東京都医学総合研究所のTopics(研究成果や受賞等)

HOMETopics 2016年

TOPICS 2016

2016年3月2日

英国科学誌「Human Molecular Genetics」に、哺乳類遺伝プロジェクト吉川欣亮副参事研究員、多屋長治副参事研究員、設楽浩志研究員、宮坂勇輝研修生らの論文が発表されました。
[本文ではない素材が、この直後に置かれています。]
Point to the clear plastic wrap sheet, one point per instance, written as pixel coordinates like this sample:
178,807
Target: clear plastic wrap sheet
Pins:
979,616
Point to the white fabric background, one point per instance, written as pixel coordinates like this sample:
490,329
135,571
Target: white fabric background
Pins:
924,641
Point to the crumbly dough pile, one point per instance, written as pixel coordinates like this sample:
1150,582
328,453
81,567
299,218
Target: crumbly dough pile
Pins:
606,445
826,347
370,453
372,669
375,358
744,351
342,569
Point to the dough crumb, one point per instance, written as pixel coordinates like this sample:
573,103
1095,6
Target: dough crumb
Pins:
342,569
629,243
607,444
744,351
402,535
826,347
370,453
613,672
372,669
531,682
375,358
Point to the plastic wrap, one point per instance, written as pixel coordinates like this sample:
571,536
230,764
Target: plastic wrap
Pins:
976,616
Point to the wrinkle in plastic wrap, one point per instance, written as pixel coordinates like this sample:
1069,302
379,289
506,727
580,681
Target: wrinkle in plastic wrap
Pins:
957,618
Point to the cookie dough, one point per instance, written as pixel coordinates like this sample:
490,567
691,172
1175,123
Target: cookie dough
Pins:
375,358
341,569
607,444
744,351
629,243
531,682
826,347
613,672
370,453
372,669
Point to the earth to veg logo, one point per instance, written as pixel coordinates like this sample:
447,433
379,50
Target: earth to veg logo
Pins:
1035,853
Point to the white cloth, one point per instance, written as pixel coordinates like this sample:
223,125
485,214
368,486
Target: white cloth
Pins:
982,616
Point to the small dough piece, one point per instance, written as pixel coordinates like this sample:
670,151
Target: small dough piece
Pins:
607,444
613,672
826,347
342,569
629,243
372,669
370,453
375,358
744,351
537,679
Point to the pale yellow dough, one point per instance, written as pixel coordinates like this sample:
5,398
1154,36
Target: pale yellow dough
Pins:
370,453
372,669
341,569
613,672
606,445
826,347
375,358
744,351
マウスモデルとゲノム編集技術を用いて優性難聴の発症メカニズムを解明

本研究に関する論文が英国科学誌「Human Molecular Genetics」に掲載されました。
http://hmg.oxfordjournals.org/content/early/2016/03/01/hmg.ddw078.long

目的

難聴は1,000人に1人と高頻度で発症する感覚器疾患です。近年、難聴発症の原因となる変異は多くの患者で発見されていますが、同一の難聴発症原因遺伝子に生じた類似した変異でもその病態が大きく異なることが報告されています。その原因は各個人の「遺伝的背景」、すなわちゲノムの多型の違いが難聴発症原因遺伝子と関連することが昔から推定されていましたが、その証明はなされていませんでした。そこで私たちは難聴モデルマウスを用いてこの現象を検証しました。

内容

私たちは難聴モデルマウスの一系統であり、ヒト難聴の発症原因遺伝子であるSans遺伝子変異が劣性ホモの状態で重度難聴を発症するジャクソンシェーカー(js)マウスが、ヘテロ変異でも早発型の優性難聴を発症することを明らかにし、同時にjsマウスの難聴は、交配するマウス系統によってその病態が大きく異なることを見出しました。そこで私たちは順遺伝学的解析を実施し、優性難聴発症に関与する遺伝子座、カドヘリン23(Cdh23)を同定しました。さらに私たちは、Cdh23に存在するマウス間のDNA変異をゲノム編集によって修復しました。その結果、jsマウスの難聴発症は完全に回復しました。これらの実験結果から、私たちはjsヘテロマウスの早発型進行性難聴の発症が2つの遺伝子に生じた変異の相互作用効果によって成立することを塩基置換レベルで実証することに成功しました。